ANC supporters cheer as South African ruling party president Jacob Zuma addresses a rally on the outskirt of Cape Town in February.

Zuma was acquitted in a rape trial in 2006, but is still ridiculed for telling the court that he had showered to prevent HIV following unprotected sex.

Just two weeks ago prosecutors dropped corruption charges against him, saying they were confident of their case but could not go to trial after Zuma's lawyers presented wiretaps that showed political meddling in the case.

The decision only raised new questions about the integrity of the prosecuting authority and how a politician obtained wiretaps from the intelligence service.

The scandals have dimmed the ANC's reputation, with an Ipsos poll taken last month showing 47 percent of voters trust the party less now than 15 years ago.

But despite it all, analysts say South Africa's democracy is proving remarkably resilient.

"Our institutions, for justice particularly, have been put under pressure. The fact that politicians have tried to influence the courts in one way or another is hard to deny," said Adam Habib of the Human Sciences Research Council, a think-tank.

"I do however think we shouldn't overplay that, because institutions do come under pressure in many political regimes."

Elections are without question free, the opposition is allowed to campaign unhindered, and the media conduct wide-ranging investigations into top politicians, he noted.

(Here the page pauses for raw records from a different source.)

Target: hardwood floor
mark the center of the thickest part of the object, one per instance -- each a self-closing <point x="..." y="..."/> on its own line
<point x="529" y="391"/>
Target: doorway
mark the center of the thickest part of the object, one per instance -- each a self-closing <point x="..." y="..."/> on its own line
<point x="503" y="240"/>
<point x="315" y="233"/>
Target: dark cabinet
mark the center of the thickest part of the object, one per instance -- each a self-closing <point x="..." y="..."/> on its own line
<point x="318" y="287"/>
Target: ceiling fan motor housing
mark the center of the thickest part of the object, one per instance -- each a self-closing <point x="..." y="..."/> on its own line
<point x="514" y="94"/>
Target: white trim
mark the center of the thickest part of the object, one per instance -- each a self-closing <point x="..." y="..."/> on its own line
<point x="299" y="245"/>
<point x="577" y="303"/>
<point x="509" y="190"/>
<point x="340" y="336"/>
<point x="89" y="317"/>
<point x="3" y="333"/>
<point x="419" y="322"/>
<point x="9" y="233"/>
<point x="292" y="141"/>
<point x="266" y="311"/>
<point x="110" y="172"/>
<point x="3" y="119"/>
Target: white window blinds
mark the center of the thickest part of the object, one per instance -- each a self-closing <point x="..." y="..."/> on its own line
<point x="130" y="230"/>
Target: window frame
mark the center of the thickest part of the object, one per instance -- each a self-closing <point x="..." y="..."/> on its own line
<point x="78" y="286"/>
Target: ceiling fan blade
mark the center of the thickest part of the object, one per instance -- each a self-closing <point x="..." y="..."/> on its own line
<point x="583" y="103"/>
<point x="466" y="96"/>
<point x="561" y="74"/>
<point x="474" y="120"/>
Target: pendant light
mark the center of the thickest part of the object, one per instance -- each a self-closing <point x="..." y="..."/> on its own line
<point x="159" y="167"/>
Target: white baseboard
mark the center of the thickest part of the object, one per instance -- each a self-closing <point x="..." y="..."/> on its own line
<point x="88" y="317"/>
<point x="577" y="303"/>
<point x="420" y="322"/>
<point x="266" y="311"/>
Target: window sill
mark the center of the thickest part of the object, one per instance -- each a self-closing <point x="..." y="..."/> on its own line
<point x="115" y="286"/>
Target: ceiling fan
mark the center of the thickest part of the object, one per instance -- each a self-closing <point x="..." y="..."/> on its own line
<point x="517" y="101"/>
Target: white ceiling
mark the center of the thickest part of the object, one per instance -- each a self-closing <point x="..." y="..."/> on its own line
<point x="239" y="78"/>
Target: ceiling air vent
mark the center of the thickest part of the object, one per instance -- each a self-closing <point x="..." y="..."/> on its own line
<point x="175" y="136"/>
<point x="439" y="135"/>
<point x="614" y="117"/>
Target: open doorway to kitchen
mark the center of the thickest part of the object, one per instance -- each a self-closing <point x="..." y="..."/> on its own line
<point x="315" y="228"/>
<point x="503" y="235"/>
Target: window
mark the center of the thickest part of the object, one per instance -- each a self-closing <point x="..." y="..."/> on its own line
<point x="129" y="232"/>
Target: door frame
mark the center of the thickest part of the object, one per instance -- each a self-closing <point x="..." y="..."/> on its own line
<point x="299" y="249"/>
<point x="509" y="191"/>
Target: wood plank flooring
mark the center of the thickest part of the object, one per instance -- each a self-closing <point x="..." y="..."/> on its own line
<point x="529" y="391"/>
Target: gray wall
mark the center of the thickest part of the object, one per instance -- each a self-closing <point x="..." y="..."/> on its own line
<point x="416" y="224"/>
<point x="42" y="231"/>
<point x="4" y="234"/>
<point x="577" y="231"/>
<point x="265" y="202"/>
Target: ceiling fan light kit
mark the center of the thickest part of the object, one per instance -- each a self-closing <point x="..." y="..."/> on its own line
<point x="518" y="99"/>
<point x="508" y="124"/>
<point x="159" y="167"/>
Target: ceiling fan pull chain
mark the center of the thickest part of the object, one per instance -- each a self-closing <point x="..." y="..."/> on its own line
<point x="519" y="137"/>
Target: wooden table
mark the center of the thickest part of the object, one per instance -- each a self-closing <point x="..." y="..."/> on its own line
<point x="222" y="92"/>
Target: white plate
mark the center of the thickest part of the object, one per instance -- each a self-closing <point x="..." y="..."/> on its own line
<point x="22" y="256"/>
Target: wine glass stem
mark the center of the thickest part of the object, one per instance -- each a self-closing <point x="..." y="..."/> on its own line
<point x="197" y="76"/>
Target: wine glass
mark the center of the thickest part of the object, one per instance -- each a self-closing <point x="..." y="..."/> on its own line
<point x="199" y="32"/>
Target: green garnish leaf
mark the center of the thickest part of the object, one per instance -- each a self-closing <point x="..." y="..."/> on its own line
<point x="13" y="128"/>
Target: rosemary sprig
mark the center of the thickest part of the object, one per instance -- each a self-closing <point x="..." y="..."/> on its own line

When the ANC under Zuma's leadership sacked Thabo Mbeki as head of state last year, a new president was quickly named and all the requirements of the constitution were met, he added.

After the political tussling, disgruntled ANC members formed a new breakaway party called the Congress of the People (COPE), which is now challenging the ruling party and the opposition Democratic Alliance.

"The fact that the COPE was formed created a new option," Kotze said.

"If we look at the election in general ... and the role of parliament and the role of the political parties, I think most people are more optimistic today than a year ago," Kotze said.

Under one of the most progressive constitutions in the world, South Africa has made important gains in reducing the inequalities inherited from apartheid.

Most households now have electricity and clean water. Although more than one million families still live in shacks, government has provided 2.8 million new homes to poor families in the last 15 years.

Women regularly take top posts in government, and an HIV-positive gay man was named this year to the Constitutional Court with hardly a murmur of surprise from the public.

"Great strides have been made, and we have to be mindful of that," said Judith February of the Institute for Democracy in South Africa.

But Zuma will have to overcome the political fallout from his past troubles to tackle a staggering crime rate and reduce the still crushing levels of poverty, which hits blacks the most, she said.

"What you're seeing in South Africa the cleavages of race and class still deeply divide this country," said February. "He's got to prove to us that he's able to hold things together."